ROANOKE TIMES

                         Roanoke Times
                 Copyright (c) 1995, Landmark Communications, Inc.

DATE: WEDNESDAY, May 2, 1990                   TAG: 9005020479
SECTION: EDITORIAL                    PAGE: A-10   EDITION: METRO 
SOURCE: Richmond Times-Dispatch
DATELINE:                                 LENGTH: Medium


WILDER AND THE BLACK AGENDA

BY ELECTING L. Douglas Wilder their governor, the people of Virginia clearly embraced the ideal of racial unity. This black political leader would not have made it to the state's highest public office without substantial white support.

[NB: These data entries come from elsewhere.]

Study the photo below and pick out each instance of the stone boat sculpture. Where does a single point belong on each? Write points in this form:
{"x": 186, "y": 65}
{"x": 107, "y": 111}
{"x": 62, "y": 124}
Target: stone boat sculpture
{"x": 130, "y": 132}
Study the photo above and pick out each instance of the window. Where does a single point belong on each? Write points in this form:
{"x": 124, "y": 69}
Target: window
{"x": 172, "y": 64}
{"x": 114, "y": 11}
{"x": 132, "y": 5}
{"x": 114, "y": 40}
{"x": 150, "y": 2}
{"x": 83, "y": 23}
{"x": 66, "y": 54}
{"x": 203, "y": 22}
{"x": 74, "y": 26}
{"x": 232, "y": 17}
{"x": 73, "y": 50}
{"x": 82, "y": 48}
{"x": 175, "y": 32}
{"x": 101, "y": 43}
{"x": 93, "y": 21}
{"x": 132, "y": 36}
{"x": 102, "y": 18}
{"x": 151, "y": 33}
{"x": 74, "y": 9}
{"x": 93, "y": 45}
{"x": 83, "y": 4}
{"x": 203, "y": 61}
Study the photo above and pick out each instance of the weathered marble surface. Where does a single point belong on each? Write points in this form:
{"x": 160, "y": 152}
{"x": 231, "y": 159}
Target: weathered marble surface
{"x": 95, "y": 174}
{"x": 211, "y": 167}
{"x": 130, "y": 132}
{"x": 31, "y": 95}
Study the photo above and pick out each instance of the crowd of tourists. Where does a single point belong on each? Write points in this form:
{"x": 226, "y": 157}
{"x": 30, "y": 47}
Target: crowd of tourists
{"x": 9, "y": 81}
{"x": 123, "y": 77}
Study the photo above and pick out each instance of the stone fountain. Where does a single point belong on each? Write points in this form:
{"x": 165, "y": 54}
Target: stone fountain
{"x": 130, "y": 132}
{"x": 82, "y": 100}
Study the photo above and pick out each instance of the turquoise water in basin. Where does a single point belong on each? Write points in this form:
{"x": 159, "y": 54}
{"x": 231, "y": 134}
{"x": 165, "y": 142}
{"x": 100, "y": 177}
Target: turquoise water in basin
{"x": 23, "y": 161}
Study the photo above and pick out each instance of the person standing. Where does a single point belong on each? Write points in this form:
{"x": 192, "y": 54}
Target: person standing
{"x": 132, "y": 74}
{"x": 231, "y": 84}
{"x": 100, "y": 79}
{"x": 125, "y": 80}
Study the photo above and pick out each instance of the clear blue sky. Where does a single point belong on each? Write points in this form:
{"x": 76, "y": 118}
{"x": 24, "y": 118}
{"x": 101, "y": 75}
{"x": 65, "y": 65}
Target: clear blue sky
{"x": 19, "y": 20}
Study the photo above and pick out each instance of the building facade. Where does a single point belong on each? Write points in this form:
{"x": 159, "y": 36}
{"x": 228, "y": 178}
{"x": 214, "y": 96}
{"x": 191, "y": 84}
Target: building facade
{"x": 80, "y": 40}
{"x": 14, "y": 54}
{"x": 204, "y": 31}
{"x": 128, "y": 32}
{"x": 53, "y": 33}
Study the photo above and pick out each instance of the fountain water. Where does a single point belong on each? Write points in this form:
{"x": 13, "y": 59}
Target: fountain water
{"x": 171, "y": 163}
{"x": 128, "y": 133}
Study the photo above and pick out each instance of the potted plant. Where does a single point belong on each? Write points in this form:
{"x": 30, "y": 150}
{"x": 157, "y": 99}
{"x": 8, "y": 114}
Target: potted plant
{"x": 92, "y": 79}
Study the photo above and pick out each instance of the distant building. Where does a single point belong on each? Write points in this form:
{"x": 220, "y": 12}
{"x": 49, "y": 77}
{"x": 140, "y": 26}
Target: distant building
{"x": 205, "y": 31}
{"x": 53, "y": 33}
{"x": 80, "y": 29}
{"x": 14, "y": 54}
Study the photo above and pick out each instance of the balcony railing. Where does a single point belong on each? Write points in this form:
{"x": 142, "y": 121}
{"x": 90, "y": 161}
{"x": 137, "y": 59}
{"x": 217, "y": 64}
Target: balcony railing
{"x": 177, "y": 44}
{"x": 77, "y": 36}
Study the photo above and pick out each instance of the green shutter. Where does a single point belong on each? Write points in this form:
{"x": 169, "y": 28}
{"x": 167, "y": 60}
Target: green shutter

Now, however, some political observers are criticizing the governor for, in effect, not making racial divisiveness a policy of his administration. They seem to want him to be a "black" governor.

This is the gist of remarks certain political scientists made in a recent Associated Press article concerning Gov. Wilder's performance. The story reported that "some critics say he has ignored black concerns" by, among other things, favoring expansion of the death penalty and by refusing to support the admission of women to the presently all-male Virginia Military Institute.

Charles E. Jones, associate professor of political science at Old Dominion University, was especially critical of the governor's refusal to take a strong stand on the VMI issue. Associate Professor George Persons of Georgia Tech was quoted as saying that if the governor's "agenda is just going to be politics as usual, then I don't think there's that much for blacks to be excited about."

Gov. Wilder should ignore such pernicious carping. It is, first, racist to suggest that a govenor who has been elected to serve all the people should consider himself obligated to give priority to the "concerns" of members of his own race. Would the political scientists who castigate Wilder for not doing so applaud a white governor who pursued such a biased policy? Second, the critics err by describing crime and the VMI admissions policy as issues on which there must be opposing "black" and "white" views.

Crime is no respecter of persons; and deterrence of crime is in the interests of citizens of all colors. To advocate the death penalty for the most vicious murders is not to be against blacks; it is to be against vicious murderers. Many whites oppose the death penalty, and many blacks support it. It is not, the professors' complaints to the contrary notwithstanding, a "black" issue.

As for VMI's male-only admissions policy, that is in no way comparable to the all-white practices that kept blacks out of public schools and colleges for generations. Discriminating solely on the basis of race implies that people of one color are "better" than people of another, which, this nation has decided, is abhorrent to the principles on which this republic was founded. Barring women from a military school like VMI can be justified by its adherence to rigorous standards and programs that might be too demanding physically for most women, by the missions of the college and by other factors which do not suggest that males are inherently better than females.

It was the goal of the late Martin Luther King Jr. and his colleagues in the civil rights movement to topple racial barriers that kept blacks out of the American mainstream - to use one of Gov. Wilder's favorite words - and to make them full and equal partners of whites in social, economic and political affairs. Gov. Wilder's election was a spectacular fulfillment of the civil-rights crusaders' hopes. Arguments that he should become a "black" governor are manifestations of the very segregationist mentality that the crusaders fought so hard to discredit.